August 24, 2005
C/O Universal Music Group
New York, NY 10019
I’m writing you with a business proposition. You see, in times like these, it’s getting harder and harder every day to hustle. I’m looking to make a move to enable myself to clock the type of grip befitting a homie like me. When you’ve got the sheer number and quality of bitches I maintain, their lifestyles can take a pretty serious toll on the old pocketbook. And that toll doesn’t even take child support, alimony and hush money into account. I’m sure you can relate.
That being said, I have noticed a tragic under-representation of the Caucasian man (“white man,” in street parlance) in the G-Unit posse and your entourage, at large. I have a solution for this. You see, I am well aware of your legal travails (I know you’re innocent on all counts) - most recently, a shooting outside of Hot 97 FM in New York - and see an easy solution. Add a white guy to the posse. I have a long history of getting out of traffic citations, driving under the influence, property damage, vandalism, drunk in public, marijuana use and possession, and conduct deemed threatening to myself and others, for no other apparent reason than the color of my skin. I can do even better.

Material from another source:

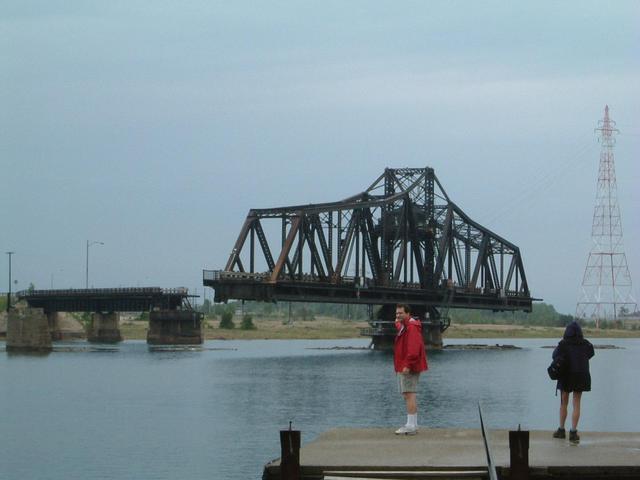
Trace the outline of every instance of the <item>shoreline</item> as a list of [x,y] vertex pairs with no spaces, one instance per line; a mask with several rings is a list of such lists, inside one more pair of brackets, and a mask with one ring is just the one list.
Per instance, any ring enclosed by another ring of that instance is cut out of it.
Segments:
[[[254,319],[255,330],[218,328],[218,320],[205,320],[205,340],[338,340],[367,338],[360,329],[368,327],[366,321],[338,320],[321,317],[311,321],[295,321],[283,324],[281,319]],[[141,321],[121,322],[120,330],[125,339],[146,339],[147,323]],[[454,324],[443,335],[443,339],[473,338],[553,338],[560,339],[564,327],[498,324]],[[586,338],[640,338],[640,330],[614,330],[585,328]]]
[[[297,320],[292,324],[283,323],[281,318],[258,318],[254,320],[256,329],[242,330],[239,320],[234,319],[236,327],[221,329],[217,319],[205,319],[203,334],[205,340],[339,340],[364,339],[360,329],[369,324],[366,321],[340,320],[330,317],[319,317],[316,320]],[[82,325],[69,319],[64,331],[69,338],[84,338]],[[149,328],[146,320],[122,319],[120,332],[125,340],[146,340]],[[458,339],[526,339],[549,338],[560,339],[564,327],[546,327],[530,325],[501,324],[453,324],[443,334],[443,340]],[[5,332],[0,331],[0,341],[4,341]],[[623,329],[584,329],[588,339],[598,338],[640,338],[640,330]]]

We can choose to pull the wool over our eyes and claim that race has no bearing on citizens’ treatment by the law enforcement community. Or we can call a spade a spade and take action to aid in your immediate defense when the police get involved, as they inevitably will. Add me to your crew. Knowing your well-catalogued run-ins with the police, the dividends will be appreciated very soon, if not immediately.
To boot, I’m willing to work for no more than $150,000, cash, annually, one ounce of the chrizzle per month, five-star hotel accommodations, reasonable access to some freaky bitches and a travel budget for limousines (stocked bar), chartered jets and a modest yacht (less than 100 feet in length) ride now and again. (What can I say about the last part? My baby daughter’s momma has always wanted to ride on a yacht.) If you feel generous, I’d love to have a calf-length fur coat and a pair of snakeskin boots, but I can live without. My services are all about you and your best interests (as I’m sure can be said of all your entourage members), and the last thing I want to appear is greedy.